Python API

Subpackages

srtk.link_wikidata module

Entity linking This step links the entity mentions in the question to the entities in the Wikidata knowledge graph. It inference on the REL endpoint.

srtk.link.link(args): Link the entities in the questions to the Wikidata knowledge graph

srtk.preprocess module

This script creates the training data from the grounded questions.

Inputs should be a jsonl file, with each line representing a grounded question. The format of each line should be like this example:

{
    "id": "sample-id",
    "question": "Which universities did Barack Obama graduate from?",
    "question_entities": [
        "Q76"
    ],
    "answer_entities": [
        "Q49122",
        "Q1346110",
        "Q4569677"
    ]
}

srtk.retrieve module

This script retrieves subgraphs from a knowledge graph according to a natural language query (usually a question).
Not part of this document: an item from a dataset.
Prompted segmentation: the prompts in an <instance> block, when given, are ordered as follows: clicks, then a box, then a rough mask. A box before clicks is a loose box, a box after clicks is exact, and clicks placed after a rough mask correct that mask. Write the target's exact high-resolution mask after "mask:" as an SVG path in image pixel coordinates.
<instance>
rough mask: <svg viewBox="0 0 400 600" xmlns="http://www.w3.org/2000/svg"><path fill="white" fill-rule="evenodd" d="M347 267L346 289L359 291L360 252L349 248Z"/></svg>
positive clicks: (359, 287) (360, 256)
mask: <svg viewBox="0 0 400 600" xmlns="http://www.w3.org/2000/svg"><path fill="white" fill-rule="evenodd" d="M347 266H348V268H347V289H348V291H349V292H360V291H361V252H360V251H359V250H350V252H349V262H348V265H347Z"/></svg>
This command can also be used to evaluate a trained retriever when the answer entities are known.

The expected fields of one sample are: - question: question text - question_entities: list of grounded question entities (ids)

For evaluation, the following field is also required: - answer_entities: list of grounded answer entities (ids)

class srtk.retrieve.KnowledgeGraphTraverser(kg: KnowledgeGraphBase)

KnowledgeGraphTraverser is a helper class that traverses a knowledge graph

deduce_leaf_relations(entity, path)

Deduce leaf relations from an entity following a path hop by hop.

Parameters:

entity (str) – the identifier of the source node
path (list[str]) – a list of relation identifiers

Returns:

a tuple of relations that are n-hop away from the source node,: where n is the length of the path

Return type:

tuple[str]

deduce_leaves(entity, path)

Deduce leaves from an entity following a path hop by hop.

Parameters:

entity (str) – the identifier of the source node
path (list[str]) – a list of relation identifiers

Returns:

a set of leave identifiers that are n-hop away from the source node,: where n is the length of the path

Return type:

set[str]

get_relation_label(identifier)

Get the relation label of an entity or a relation.

It serves as a proxy to the knowledge graph’s get_label function. For freebase, we directly use the identifier as the label. For others, we return the retrieved label if it exists, otherwise return the identifier.

Parameters:: identifier (str) – the identifier of an entity or a relation
Returns:: the label of the entity or the relation
Return type:: str

retrive_subgraph(entity, path)

Retrive subgraph entities and triplets by traversing from an entity following a relation path hop by hop.

Parameters:

entity (str) – the identifier of the source node
path (list[str]) – a list of relation identifiers

Returns:

a list of entity identifiers triplets: a list of triplets

Return type:

entities

class srtk.retrieve.Path(prev_relations, score)

prev_relations: Alias for field number 0

score: Alias for field number 1

class srtk.retrieve.Retriever(kg: KnowledgeGraphBase, scorer: Scorer, beam_width: int, max_depth: int)

Retriever retrieves subgraphs from a knowledge graph with a question and its linked entities. The retrieval process takes the semantic information of the question and the expanding path into consideration.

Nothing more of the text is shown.